In [1]:
from pyspark.sql import DataFrame, SparkSession

spark: SparkSession = (
    SparkSession.builder.master("local[3]")  # type: ignore
    .appName("Aggregate Example")
    .getOrCreate()
)

spark.version

25/04/08 13:00:02 WARN NativeCodeLoader: Unable to load native-hadoop library for your platform... using builtin-java classes where applicable


'3.5.5'

In [2]:
invoice_df: DataFrame = (
    spark.read.format("csv")
    .option("header", "true")
    .option("inferSchema", "true")
    .load("data/invoices.csv")
)

invoice_df.show(5)

                                                                                

+---------+---------+--------------------+--------+---------------+---------+----------+--------------+
|InvoiceNo|StockCode|         Description|Quantity|    InvoiceDate|UnitPrice|CustomerID|       Country|
+---------+---------+--------------------+--------+---------------+---------+----------+--------------+
|   536365|     NULL|WHITE HANGING HEA...|       6|01-12-2010 8.26|     2.55|     17850|United Kingdom|
|   536365|    71053| WHITE METAL LANTERN|       6|01-12-2010 8.26|     3.39|     17850|United Kingdom|
|   536365|   84406B|CREAM CUPID HEART...|       8|01-12-2010 8.26|     2.75|     17850|United Kingdom|
|   536365|   84029G|KNITTED UNION FLA...|       6|01-12-2010 8.26|     3.39|     17850|United Kingdom|
|   536365|   84029E|RED WOOLLY HOTTIE...|       6|01-12-2010 8.26|     3.39|     17850|United Kingdom|
+---------+---------+--------------------+--------+---------------+---------+----------+--------------+
only showing top 5 rows



# Simple Aggregations

summarize whole dataframe to get 1 single row in the result.

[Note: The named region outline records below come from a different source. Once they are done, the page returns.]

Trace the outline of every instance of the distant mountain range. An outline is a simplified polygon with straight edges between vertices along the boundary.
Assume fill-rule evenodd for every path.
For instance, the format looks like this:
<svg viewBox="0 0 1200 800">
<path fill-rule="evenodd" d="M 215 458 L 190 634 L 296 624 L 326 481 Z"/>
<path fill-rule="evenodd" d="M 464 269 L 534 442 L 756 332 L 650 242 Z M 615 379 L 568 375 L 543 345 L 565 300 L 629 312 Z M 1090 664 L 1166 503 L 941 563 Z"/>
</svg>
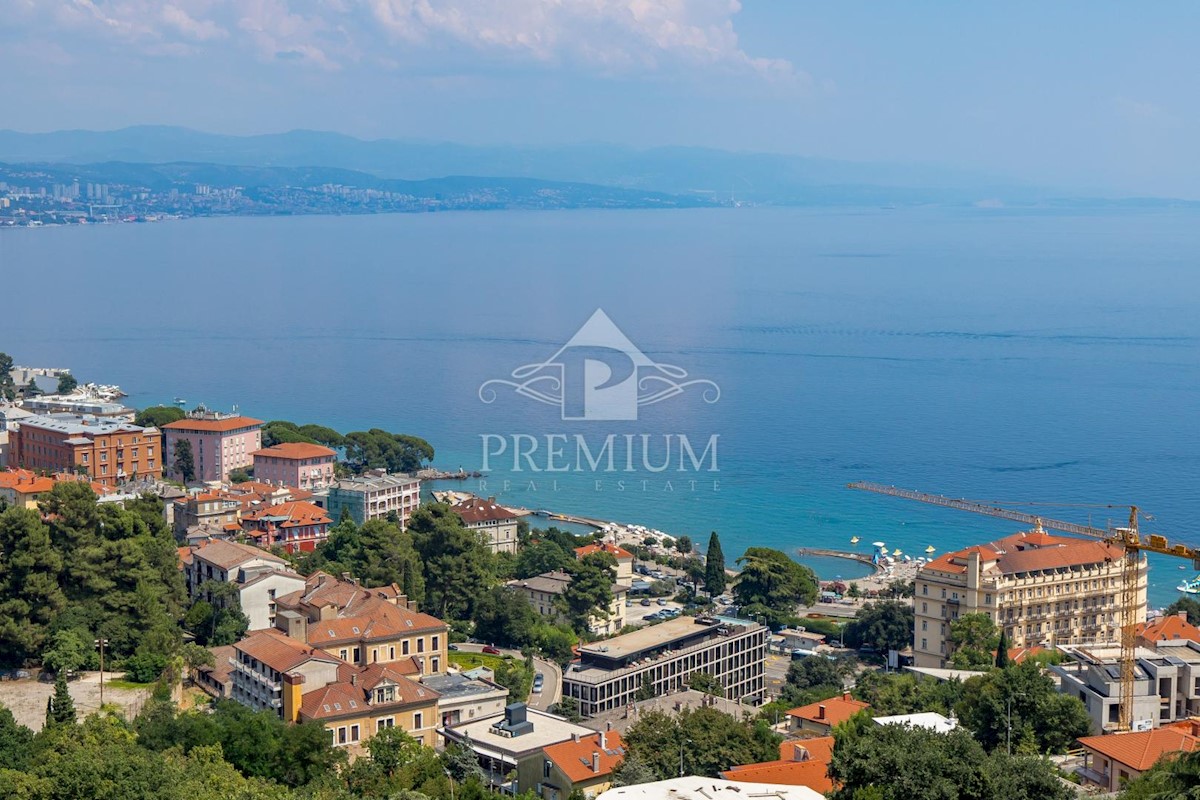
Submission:
<svg viewBox="0 0 1200 800">
<path fill-rule="evenodd" d="M 373 186 L 364 181 L 430 181 L 446 176 L 534 180 L 593 185 L 654 196 L 690 198 L 692 204 L 780 205 L 910 204 L 1098 204 L 1160 205 L 1157 199 L 1111 200 L 995 176 L 934 166 L 859 163 L 704 148 L 635 149 L 611 144 L 570 146 L 470 146 L 452 143 L 364 140 L 340 133 L 289 131 L 223 136 L 169 126 L 119 131 L 0 131 L 0 162 L 89 164 L 107 162 L 186 180 L 245 185 L 250 180 L 312 180 Z M 169 170 L 154 164 L 172 164 Z M 236 179 L 228 169 L 238 167 Z M 289 170 L 301 170 L 302 174 Z M 338 170 L 344 170 L 338 173 Z M 210 178 L 205 178 L 211 173 Z M 256 178 L 257 176 L 257 178 Z M 328 178 L 326 178 L 328 176 Z M 97 175 L 97 180 L 104 180 Z M 114 179 L 115 180 L 115 179 Z M 469 180 L 463 178 L 457 181 Z M 494 184 L 494 181 L 492 181 Z M 1061 200 L 1073 196 L 1070 200 Z M 1192 205 L 1192 204 L 1188 204 Z"/>
<path fill-rule="evenodd" d="M 317 131 L 248 137 L 167 126 L 53 133 L 0 131 L 0 161 L 322 167 L 394 180 L 448 175 L 524 178 L 701 196 L 720 203 L 965 203 L 995 197 L 1036 200 L 1046 196 L 1033 187 L 937 167 L 703 148 L 638 150 L 608 144 L 526 148 L 368 142 Z"/>
</svg>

> these aggregates are functions, so we can use them in column object expression or SQL like string expression.


In [3]:
from pyspark.sql import functions as F

invoice_df.select(
    F.count("*").alias("Total Count"),
    F.sum("Quantity").alias("Total Quantity"),
    F.avg("UnitPrice").alias("Average Unit Price"),
    F.count_distinct("InvoiceNo").alias("Distinct Invoice Count"),
).show()



+-----------+--------------+------------------+----------------------+
|Total Count|Total Quantity|Average Unit Price|Distinct Invoice Count|
+-----------+--------------+------------------+----------------------+
|     541909|       5176450| 4.611113626088481|                 25900|
+-----------+--------------+------------------+----------------------+



                                                                                

In [4]:
invoice_df.selectExpr(
    "COUNT(1) AS `Total Count`",  # count even null values, COUNT(*)
    "COUNT(StockCode) AS `Total Stock Count`",  # count non-null values
    "SUM(Quantity) AS `Total Quantity`",
    "AVG(UnitPrice) AS `Average Unit Price`",
).show()



+-----------+-----------------+--------------+------------------+
|Total Count|Total Stock Count|Total Quantity|Average Unit Price|
+-----------+-----------------+--------------+------------------+
|     541909|           541908|       5176450| 4.611113626086849|
+-----------+-----------------+--------------+------------------+



                                                                                

## Exercise 1

- based on this [_dataset_](code/01-Aggregate/data/invoices.csv)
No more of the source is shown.